Beef and Lamb is not anti-forestry; there is absolutely a place for it and for some offsetting. We know many farmers are interested in integrating trees into their farms, but there is a need for some balance.

“Though less than the sheep and beef industry, forestry does create jobs and export revenue. In contrast, carbon farming doesn’t create jobs or add export returns.

“Production forestry, in combination with carbon forestry, can often be integrated into sheep and beef farms without loss of food production. 

“We also recognise the unique circumstances of some Māori landowners who can never sell their land. This is a legitimate instance where carbon credits from offsetting should be available.”

McIvor says the impact of land use change is now being reflected in livestock numbers, with Statistics New Zealand’s 2022 Ag Census data showing the national sheep flock to be 25.3 million as of June 2022, a drop of 400,000 from the previous year, with numbers likely to fall further due to new plantings.

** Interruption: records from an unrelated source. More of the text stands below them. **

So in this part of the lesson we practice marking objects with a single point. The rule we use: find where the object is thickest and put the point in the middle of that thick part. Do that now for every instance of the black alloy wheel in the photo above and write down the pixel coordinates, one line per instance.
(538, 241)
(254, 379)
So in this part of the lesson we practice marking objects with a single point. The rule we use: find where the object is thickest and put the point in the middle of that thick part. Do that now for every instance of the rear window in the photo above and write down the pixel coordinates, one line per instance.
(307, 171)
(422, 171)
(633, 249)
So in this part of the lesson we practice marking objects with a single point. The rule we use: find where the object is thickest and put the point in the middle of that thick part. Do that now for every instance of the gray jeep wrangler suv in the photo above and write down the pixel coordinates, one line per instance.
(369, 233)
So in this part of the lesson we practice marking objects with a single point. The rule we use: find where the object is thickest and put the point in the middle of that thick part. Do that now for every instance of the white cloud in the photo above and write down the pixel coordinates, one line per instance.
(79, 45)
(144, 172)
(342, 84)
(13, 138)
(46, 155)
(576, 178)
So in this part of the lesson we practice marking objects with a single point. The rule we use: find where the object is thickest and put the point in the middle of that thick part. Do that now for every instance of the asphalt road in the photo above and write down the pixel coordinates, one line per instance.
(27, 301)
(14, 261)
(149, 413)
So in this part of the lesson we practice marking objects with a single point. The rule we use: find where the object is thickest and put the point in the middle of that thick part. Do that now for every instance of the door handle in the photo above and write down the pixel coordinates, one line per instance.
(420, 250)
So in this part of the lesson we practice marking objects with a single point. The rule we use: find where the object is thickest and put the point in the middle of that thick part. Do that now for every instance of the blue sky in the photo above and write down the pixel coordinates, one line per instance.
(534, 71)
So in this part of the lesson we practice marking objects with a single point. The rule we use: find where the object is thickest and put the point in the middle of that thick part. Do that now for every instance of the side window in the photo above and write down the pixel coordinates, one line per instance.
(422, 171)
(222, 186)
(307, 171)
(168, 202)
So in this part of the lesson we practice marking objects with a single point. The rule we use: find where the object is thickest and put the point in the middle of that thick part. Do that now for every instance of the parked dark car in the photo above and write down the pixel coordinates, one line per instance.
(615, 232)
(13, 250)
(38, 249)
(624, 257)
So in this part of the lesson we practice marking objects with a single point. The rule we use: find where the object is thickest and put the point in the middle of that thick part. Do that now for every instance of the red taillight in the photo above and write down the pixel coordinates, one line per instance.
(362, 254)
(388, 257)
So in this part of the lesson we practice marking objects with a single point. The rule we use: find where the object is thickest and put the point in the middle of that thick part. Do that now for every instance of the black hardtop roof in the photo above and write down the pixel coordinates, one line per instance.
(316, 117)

But as the $2 billion fund launched yesterday demonstrated, actually reducing emissions rather than offsetting them is going to cost big money.

However, Prime Minister Chris Hipkins ducked questions on those issues when he launched the Blackrock fund.

“Those are decisions that the government will take in the future,” he said.

“They’re not decisions that we’re taking at the moment.”

But they are decisions that will have to be taken soon if New Zealand is not to be turned into a forest.